“An error has occurred...”
The patient, Mrs. Grant, has received the wrong dose of chemotherapy, resulting in life-threatening consequences. In this scenario, the physician must inform her son of the medical error.
Disclosure of medical errors is a painful conversation for the doctor. Current practice norms however, obligate him to do so. Research has shown that prompt disclosure can actually reduce the size of malpractice settlements, while maintaining a relationship with the patient and family. In this vignette, the physician uses the protocol we have called 'CONES' to manage an interaction with an understandably angry son.
CONES is a variation of SPIKES that can be used in situations where a disclosure must be made.

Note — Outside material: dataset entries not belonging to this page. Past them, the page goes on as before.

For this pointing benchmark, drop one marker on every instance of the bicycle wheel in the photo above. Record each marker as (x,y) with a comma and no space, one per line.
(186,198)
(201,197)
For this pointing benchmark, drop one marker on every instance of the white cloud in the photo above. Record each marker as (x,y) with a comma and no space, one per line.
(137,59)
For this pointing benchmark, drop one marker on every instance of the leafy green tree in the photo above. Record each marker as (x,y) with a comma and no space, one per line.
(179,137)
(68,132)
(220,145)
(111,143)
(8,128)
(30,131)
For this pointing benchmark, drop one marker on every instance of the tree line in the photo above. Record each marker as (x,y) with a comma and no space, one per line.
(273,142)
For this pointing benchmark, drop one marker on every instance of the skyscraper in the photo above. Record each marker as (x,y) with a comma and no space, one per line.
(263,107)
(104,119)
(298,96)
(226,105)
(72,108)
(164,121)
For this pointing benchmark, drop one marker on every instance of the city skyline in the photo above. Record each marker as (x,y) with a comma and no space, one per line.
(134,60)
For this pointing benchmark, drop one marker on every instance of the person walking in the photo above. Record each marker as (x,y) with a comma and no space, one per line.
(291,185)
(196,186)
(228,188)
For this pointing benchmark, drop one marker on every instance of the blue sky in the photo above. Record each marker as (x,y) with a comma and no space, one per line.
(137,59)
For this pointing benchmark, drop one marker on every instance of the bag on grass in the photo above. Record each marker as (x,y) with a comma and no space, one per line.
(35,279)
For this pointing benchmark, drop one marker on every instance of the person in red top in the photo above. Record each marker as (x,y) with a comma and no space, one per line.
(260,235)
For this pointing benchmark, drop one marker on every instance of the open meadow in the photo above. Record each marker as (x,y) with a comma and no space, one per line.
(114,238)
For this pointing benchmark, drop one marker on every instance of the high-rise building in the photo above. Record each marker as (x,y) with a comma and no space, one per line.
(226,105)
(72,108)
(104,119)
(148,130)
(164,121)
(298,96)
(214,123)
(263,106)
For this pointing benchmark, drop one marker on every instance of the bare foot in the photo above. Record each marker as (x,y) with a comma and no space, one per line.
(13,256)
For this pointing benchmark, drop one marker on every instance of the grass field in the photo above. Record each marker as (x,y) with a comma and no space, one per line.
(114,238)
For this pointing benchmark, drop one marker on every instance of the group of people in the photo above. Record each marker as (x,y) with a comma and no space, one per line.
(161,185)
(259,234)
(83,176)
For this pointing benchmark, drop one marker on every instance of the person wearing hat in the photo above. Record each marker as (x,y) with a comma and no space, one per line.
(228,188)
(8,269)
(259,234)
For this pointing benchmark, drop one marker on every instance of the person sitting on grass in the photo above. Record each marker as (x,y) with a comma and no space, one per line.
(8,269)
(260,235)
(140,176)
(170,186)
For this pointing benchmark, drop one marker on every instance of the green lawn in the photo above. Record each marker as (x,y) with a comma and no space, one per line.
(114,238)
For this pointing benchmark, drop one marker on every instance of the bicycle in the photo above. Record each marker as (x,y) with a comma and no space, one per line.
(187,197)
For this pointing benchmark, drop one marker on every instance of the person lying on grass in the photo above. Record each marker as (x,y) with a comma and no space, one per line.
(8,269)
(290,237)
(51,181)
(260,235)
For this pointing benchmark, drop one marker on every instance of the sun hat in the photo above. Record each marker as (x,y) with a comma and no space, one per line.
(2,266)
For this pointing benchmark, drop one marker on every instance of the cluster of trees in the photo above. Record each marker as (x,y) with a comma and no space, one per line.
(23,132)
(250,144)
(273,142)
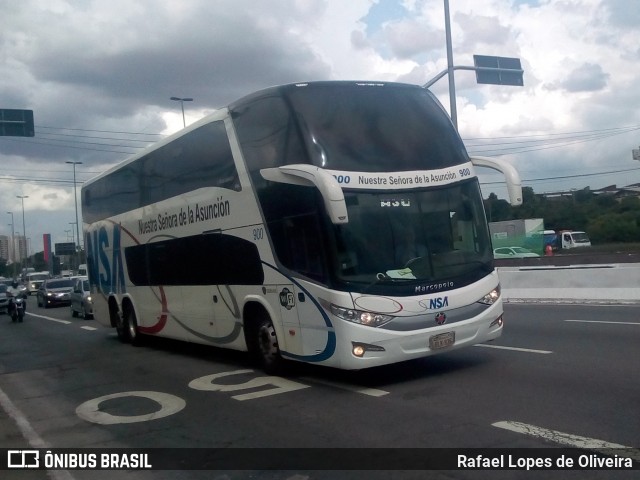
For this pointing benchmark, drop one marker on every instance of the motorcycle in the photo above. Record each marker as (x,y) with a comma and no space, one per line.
(17,307)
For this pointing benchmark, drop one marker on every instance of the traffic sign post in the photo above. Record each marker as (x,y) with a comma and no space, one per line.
(16,123)
(498,70)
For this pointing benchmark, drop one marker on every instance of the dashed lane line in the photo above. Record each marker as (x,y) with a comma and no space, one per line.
(515,349)
(637,324)
(568,439)
(372,392)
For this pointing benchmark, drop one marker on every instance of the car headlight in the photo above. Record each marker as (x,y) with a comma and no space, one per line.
(371,319)
(491,297)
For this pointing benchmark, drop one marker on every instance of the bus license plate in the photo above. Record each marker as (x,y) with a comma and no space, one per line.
(443,340)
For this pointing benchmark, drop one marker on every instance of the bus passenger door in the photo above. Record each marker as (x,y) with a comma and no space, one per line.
(199,311)
(285,297)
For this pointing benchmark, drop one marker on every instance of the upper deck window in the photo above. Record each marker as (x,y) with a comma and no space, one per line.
(348,126)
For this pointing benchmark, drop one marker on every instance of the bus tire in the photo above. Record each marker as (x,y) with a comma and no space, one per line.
(267,349)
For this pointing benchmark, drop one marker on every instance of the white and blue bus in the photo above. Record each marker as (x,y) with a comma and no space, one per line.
(337,223)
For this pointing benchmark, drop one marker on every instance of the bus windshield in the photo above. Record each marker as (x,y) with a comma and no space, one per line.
(419,236)
(377,128)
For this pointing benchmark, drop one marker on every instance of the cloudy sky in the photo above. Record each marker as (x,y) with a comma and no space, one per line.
(99,76)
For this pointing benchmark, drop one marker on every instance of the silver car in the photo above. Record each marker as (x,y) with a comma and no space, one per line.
(81,302)
(4,299)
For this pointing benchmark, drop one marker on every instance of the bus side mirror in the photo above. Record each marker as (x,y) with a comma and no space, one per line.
(512,177)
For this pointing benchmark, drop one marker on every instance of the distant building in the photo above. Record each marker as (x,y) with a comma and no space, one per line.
(5,241)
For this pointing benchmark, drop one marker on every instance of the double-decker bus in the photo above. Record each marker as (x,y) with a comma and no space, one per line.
(338,223)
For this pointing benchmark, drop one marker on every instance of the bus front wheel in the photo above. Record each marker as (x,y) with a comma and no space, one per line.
(131,325)
(267,347)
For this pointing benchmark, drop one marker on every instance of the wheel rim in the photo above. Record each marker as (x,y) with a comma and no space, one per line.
(131,325)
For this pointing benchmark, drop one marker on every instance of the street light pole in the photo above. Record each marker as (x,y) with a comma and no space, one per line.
(75,197)
(24,228)
(13,244)
(452,83)
(182,100)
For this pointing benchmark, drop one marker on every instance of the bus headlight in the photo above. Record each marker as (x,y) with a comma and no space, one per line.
(370,319)
(491,297)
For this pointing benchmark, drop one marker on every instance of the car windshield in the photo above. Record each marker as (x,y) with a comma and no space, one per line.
(60,284)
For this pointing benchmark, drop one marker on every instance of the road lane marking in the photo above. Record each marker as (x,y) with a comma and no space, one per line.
(604,321)
(515,349)
(568,439)
(66,322)
(372,392)
(91,411)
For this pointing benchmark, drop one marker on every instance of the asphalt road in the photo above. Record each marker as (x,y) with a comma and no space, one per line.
(560,375)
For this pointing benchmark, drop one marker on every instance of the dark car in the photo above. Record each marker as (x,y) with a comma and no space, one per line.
(81,302)
(55,291)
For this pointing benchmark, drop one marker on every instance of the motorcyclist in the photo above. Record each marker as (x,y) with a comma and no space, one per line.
(14,292)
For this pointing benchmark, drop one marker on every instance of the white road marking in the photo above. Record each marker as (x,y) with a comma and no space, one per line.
(30,434)
(66,322)
(515,349)
(169,404)
(568,439)
(604,321)
(372,392)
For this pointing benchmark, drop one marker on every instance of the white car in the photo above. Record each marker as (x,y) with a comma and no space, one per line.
(81,302)
(513,252)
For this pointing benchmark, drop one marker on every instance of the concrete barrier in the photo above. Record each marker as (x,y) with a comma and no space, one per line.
(597,283)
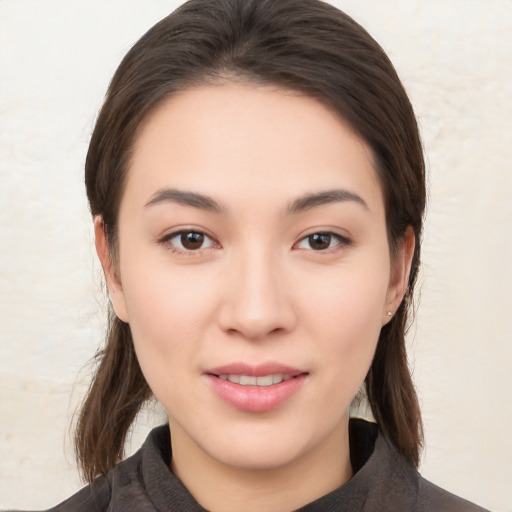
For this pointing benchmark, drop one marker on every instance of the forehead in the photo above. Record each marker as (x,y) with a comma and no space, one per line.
(237,140)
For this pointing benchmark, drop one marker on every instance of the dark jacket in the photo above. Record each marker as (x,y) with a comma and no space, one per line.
(383,482)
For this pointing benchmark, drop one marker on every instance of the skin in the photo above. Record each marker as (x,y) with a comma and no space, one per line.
(257,290)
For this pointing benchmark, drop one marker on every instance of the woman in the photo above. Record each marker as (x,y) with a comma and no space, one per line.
(256,180)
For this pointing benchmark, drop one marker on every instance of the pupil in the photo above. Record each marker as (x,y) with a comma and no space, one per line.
(319,241)
(192,240)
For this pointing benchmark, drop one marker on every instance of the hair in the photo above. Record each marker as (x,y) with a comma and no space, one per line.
(302,45)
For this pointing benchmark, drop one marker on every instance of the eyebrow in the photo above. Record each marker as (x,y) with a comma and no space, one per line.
(186,198)
(314,200)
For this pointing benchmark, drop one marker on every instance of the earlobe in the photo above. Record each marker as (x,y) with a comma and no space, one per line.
(400,271)
(112,279)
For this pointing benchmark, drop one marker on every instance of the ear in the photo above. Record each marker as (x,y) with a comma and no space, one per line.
(399,277)
(115,289)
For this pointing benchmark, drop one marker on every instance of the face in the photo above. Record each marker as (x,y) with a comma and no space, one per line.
(254,271)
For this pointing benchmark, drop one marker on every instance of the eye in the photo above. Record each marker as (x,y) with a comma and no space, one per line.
(188,241)
(322,241)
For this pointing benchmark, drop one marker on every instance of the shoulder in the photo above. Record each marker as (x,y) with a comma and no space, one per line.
(432,498)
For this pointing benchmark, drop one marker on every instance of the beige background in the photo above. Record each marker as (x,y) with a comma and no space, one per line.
(56,58)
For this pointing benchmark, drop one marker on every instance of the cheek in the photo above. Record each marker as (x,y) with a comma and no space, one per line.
(168,311)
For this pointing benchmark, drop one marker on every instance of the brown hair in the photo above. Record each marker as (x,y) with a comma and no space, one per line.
(303,45)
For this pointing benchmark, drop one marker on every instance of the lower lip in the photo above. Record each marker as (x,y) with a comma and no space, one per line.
(256,398)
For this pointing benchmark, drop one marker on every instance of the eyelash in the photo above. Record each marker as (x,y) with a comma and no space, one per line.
(167,241)
(341,242)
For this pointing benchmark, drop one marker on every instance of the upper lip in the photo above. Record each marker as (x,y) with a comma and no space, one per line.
(259,370)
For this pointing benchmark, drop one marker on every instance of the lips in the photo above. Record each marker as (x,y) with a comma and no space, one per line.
(258,388)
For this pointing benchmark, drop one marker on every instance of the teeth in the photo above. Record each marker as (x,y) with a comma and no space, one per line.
(250,380)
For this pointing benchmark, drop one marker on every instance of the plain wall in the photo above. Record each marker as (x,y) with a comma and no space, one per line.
(56,59)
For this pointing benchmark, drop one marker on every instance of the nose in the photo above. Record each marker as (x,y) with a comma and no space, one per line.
(256,301)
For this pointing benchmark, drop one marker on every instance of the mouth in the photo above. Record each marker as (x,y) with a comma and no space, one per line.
(256,389)
(252,380)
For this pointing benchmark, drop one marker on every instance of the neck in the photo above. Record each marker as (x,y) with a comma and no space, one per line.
(220,487)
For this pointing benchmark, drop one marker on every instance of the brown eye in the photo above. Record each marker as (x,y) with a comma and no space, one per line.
(192,240)
(322,241)
(187,241)
(319,241)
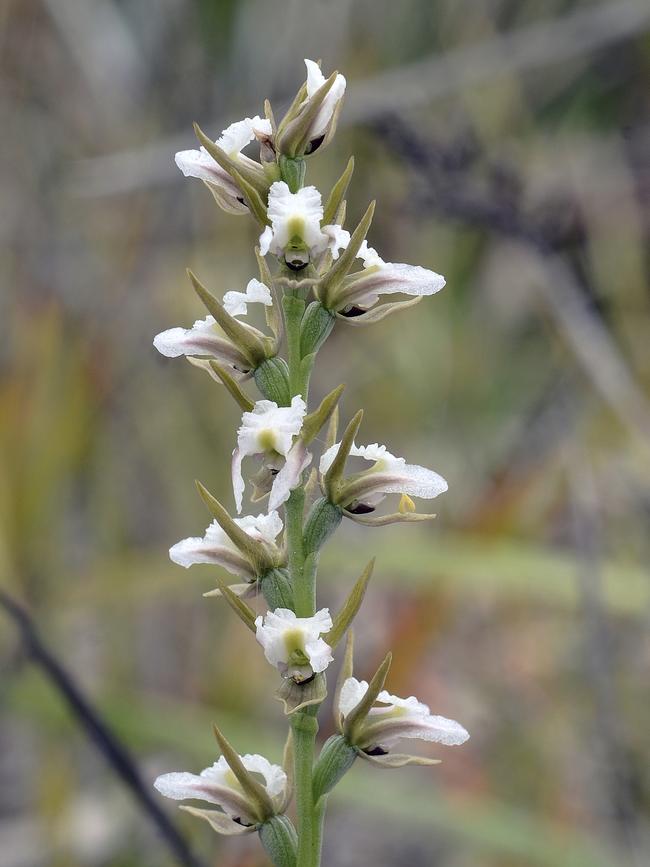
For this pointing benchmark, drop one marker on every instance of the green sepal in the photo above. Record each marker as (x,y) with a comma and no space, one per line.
(323,520)
(358,714)
(337,195)
(280,841)
(232,386)
(272,379)
(313,423)
(254,791)
(352,604)
(253,198)
(241,608)
(334,475)
(344,263)
(253,175)
(297,696)
(277,590)
(241,336)
(335,760)
(293,137)
(248,546)
(292,171)
(315,328)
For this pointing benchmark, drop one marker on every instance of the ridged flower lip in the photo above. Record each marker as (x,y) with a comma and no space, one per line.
(294,644)
(215,547)
(393,718)
(296,220)
(218,785)
(389,475)
(270,429)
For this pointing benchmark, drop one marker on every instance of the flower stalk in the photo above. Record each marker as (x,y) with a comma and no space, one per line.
(310,281)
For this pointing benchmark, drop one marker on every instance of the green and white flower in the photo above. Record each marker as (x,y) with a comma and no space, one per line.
(272,431)
(293,644)
(218,785)
(200,164)
(295,233)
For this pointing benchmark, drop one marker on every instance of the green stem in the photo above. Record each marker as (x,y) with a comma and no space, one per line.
(305,727)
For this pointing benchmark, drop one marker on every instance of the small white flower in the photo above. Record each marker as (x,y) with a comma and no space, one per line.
(217,549)
(270,430)
(394,718)
(218,785)
(206,338)
(293,644)
(296,222)
(389,475)
(362,290)
(315,80)
(236,303)
(199,164)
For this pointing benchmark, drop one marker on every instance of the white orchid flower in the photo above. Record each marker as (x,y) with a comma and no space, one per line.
(323,120)
(359,292)
(217,549)
(205,338)
(391,719)
(272,431)
(293,644)
(295,231)
(389,474)
(200,164)
(218,785)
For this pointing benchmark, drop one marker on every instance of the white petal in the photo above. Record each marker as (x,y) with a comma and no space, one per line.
(339,239)
(315,79)
(235,303)
(319,654)
(237,479)
(352,692)
(265,240)
(275,777)
(199,164)
(239,134)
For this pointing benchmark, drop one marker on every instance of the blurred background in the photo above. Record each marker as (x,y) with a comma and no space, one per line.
(507,145)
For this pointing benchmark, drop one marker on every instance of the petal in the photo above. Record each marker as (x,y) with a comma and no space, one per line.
(220,822)
(237,479)
(275,777)
(352,692)
(235,303)
(319,654)
(199,164)
(298,459)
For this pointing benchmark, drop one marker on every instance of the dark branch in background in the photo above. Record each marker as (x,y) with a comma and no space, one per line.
(444,184)
(115,753)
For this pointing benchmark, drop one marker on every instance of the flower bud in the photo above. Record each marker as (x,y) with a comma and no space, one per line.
(280,841)
(316,326)
(335,760)
(277,590)
(272,379)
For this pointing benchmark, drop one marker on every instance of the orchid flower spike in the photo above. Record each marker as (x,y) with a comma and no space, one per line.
(205,337)
(390,720)
(239,814)
(355,299)
(295,233)
(217,549)
(200,164)
(360,494)
(272,431)
(293,644)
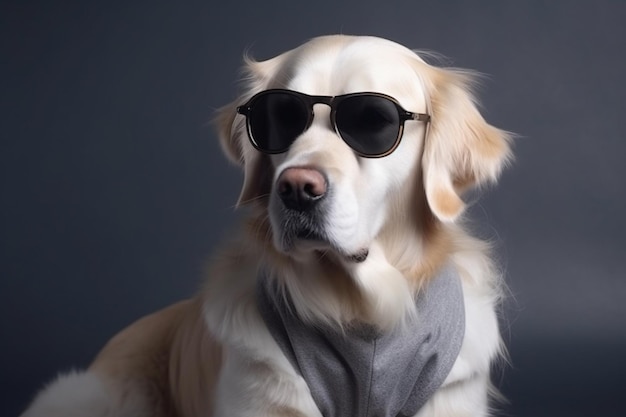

Since there is no initial "perception" to explore, and an 'invitation' is not relevant here, these steps are replaced by an opening, or warning statement before the information is given.
Emotion is bound to be part of the discussion, so all of the techniques you may have seen here for dealing with emotion are relevant.
What to watch for
Watch for the ‘O’ (Opening shot) the ‘N’ (Narrative) and the ‘E’ (addressing Emotions).
Also note that in this scenario the physician takes the cue from the patient's son that it is he, and he alone, that the son wants to communicate with. He then acts upon that cue to make arrangements to provide ongoing information and contact with the family, which becomes the ‘S’ for Strategy and Summary.